Absolute Fuels in Texas, was sent an EPA Notice of Violation in February this year. On July 19, owner Jeffrey David Gunselman was arrested for having allegedly created on his computer more than $50 million in RIN credits that he then sold. He didn’t even have the facilities to produce biodiesel. Earlier this month, he pleaded guilty to a laundry list of charges and is contemplating a maximum sentence of $20 million in fines and 1,268 years in the hoosegow.
Another Texas company, Green Diesel, received a Notice of Violation on April 30. The issue: 60 million fake RINs. By then, CEO Philip Rivkin had apparently skedaddled to Europe, out of harm’s way.
Buyers of these credits got tangled up as well: “30 refiners settled with the EPA without admitting wrongdoing.” The usual suspects. Exxon would pay a fine of $165,000; ConocoPhillips $250,000, and BP $350,000. They’d also have to buy real RINs to replace the fake ones. The chaos in the RIN market prompted the House Energy and Commerce Oversight Subcommittee to hold hearings.
But a small outfit in Toronto, Bioversel Trading Inc., was particularly resourceful in milking the RIN system—and may not have done anything illegal, according to an excellent investigative series by CBC News. Bioversel hired Canadian National Railways (CN) to shuttle the same trainload of biodiesel twelve times across the US-Canadian border without unloading the cargo. All in the second half of June, 2010. For $2.6 million.
To generate RINs from importing biodiesel into the US, ownership of each trainload was transferred to Bioversel’s US partner, Verdeo, which then, rather than selling the biodiesel in the US, exported it back to Canada. But by exporting the biodiesel, Verdeo would have been required to “retire” the associated RINs, instead of being able to sell them. So Verdeo retired ethanol RINs instead, which cost only a fraction. The difference, less the cost of transportation back and forth, was profit.
It might have remained under wraps. But the “importer of record,” Northern Biodiesel of Ontario, NY, found out that the same rail cars were being shuttled back and forth and generated new RINs each time they came into the US; something was fishy. So the owner blew the whistle.
CBC News contacted the EPA to get some clarity, but the agency refused to comment. And the railroad? Didn’t they have a clue? Nope. “As required by law, CN discharged its common carrier obligation regarding these biodiesel shipments,” spokesman Mark Hallman wrote to CBC News. “CN is not aware of any pending investigation of an alleged fraud. CN has and will continue to co-operate fully with….” etc. etc.

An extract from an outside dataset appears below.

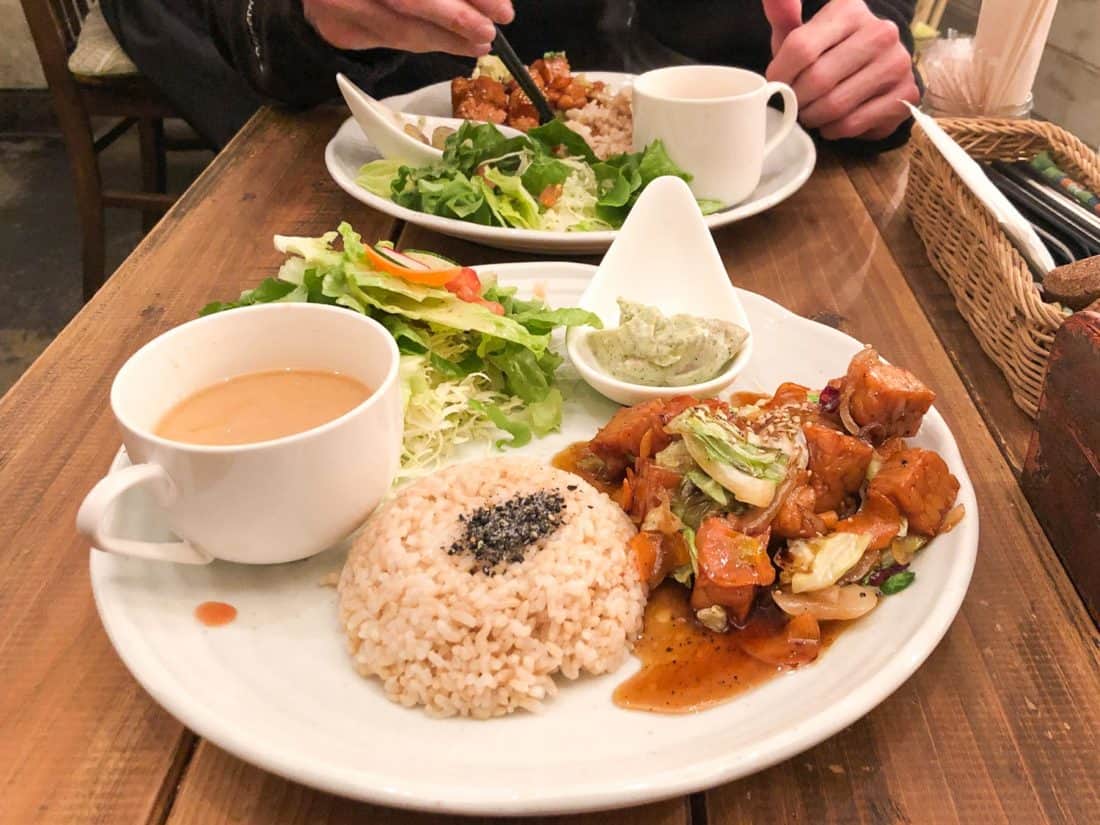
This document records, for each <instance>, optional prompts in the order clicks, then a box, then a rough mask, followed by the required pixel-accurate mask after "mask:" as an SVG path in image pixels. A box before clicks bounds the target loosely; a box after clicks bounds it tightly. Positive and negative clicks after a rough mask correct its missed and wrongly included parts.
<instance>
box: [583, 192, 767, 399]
mask: <svg viewBox="0 0 1100 825" xmlns="http://www.w3.org/2000/svg"><path fill="white" fill-rule="evenodd" d="M619 298H625V299H626V300H630V301H635V303H637V304H646V305H649V306H653V307H657V308H658V309H660V310H661V311H662V312H664V313H665V315H674V313H679V312H683V313H686V315H693V316H696V317H698V318H715V319H718V320H723V321H730V322H733V323H736V324H737V326H738V327H741V328H742V329H744V330H746V331H747V332H748V333H749V334H748V338H746V339H745V343H744V344H741V349H740V351H739V352H738V353H737V355H736V356H735V357H734V360H733V361H730V362H729V364H728V365H727V366H726V368H725V370H724V371H723V372H722V373H720V374H718V375H716V376H715V377H713V378H711V379H709V381H704V382H701V383H697V384H685V385H683V386H676V387H660V386H658V387H652V386H646V385H643V384H632V383H630V382H627V381H623V379H620V378H616V377H615V376H613V375H610V374H608V373H607V371H606V370H604V367H603V366H601V364H599V362H598V361H597V360H596V357H595V355H594V354H593V352H592V346H591V345H590V342H588V335H590V334H591V332H592V329H591V328H590V327H573V328H572V329H570V331H569V334H568V337H566V339H565V341H566V346H568V348H569V357H570V360H571V361H572V362H573V365H574V366H575V367H576V371H577V372H579V373H580V374H581V377H582V378H584V379H585V381H586V382H587V383H588V385H590V386H591V387H592V388H593V389H595V390H596V392H598V393H601V394H602V395H605V396H607V397H608V398H610V399H612V400H614V401H618V403H619V404H626V405H631V404H640V403H641V401H646V400H649V399H650V398H668V397H669V396H672V395H694V396H696V397H701V398H706V397H711V396H714V395H717V394H718V393H720V392H722V390H723V389H725V388H726V387H728V386H729V385H730V384H733V383H734V381H735V379H736V378H737V376H738V375H739V374H740V373H741V371H742V370H744V368H745V366H746V365H747V364H748V362H749V359H750V357H751V356H752V330H751V329H750V328H749V319H748V316H747V315H746V313H745V308H744V307H742V306H741V301H740V298H738V297H737V290H736V289H734V285H733V284H731V283H730V282H729V275H728V274H727V273H726V267H725V264H723V262H722V255H719V254H718V249H717V246H715V245H714V239H713V238H712V237H711V231H709V230H708V229H707V226H706V222H705V220H704V218H703V215H702V212H700V210H698V205H697V204H696V202H695V196H694V195H692V191H691V189H690V188H689V187H687V184H685V183H684V182H683V180H681V179H680V178H678V177H671V176H670V177H661V178H658V179H657V180H654V182H653V183H651V184H650V185H649V186H648V187H646V190H645V191H643V193H642V194H641V197H640V198H638V202H637V204H635V206H634V209H631V210H630V215H629V217H628V218H627V219H626V222H625V223H624V224H623V228H621V229H620V230H619V232H618V235H617V237H616V239H615V242H614V243H613V244H612V246H610V249H609V250H607V254H606V255H604V260H603V261H602V262H601V263H599V268H597V270H596V274H595V275H594V276H593V278H592V282H591V283H590V284H588V287H587V289H585V290H584V294H583V295H582V296H581V301H580V304H581V306H582V307H583V308H584V309H587V310H590V311H591V312H595V313H596V315H597V316H599V320H601V321H603V322H604V327H605V328H608V327H615V326H617V322H618V318H619V315H618V313H619V310H618V299H619Z"/></svg>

Alas, CBC News had obtained a copy of an internal CN email, dated June 14, 2010, sent by Teresa Edwards, CN’s Sarnia transportation manager. In addition to some technical details, it included these priceless words: “It will be the same cars flipping back and forth and the product will stay on the car. Target is to get at least 25 flips across the border and back by June 30.” And a word of corporate encouragement: “This move has the potential to make a lot of money for CN so need everyone’s assistance to maximize the number of trips we make and ensure that it all moves smooth.”
In a follow-up email, dated June 28, 2010, of which CBC News also obtained a copy, Edwards wrote: “The Bioversal move back and forth across the border at Sarnia has now completed. Records show that we moved 1984 cars total…. This equates to approximately 2.6 million dollars of revenue….”
Though the Canada Border Services Agency and the EPA are investigating, CBC News emphasized that it “has found no evidence Bioversel or its partners broke any laws.” Apparently, regulations at the time permitted importing biofuels to generate RIN credits, re-export the fuel, retire cheaper ethanol credits instead of biodiesel credits, and laugh all the way to the bank. A perfect example of how huge corporate welfare programs, such as fuel subsidies, throw off unexpected crumbs in surprising directions.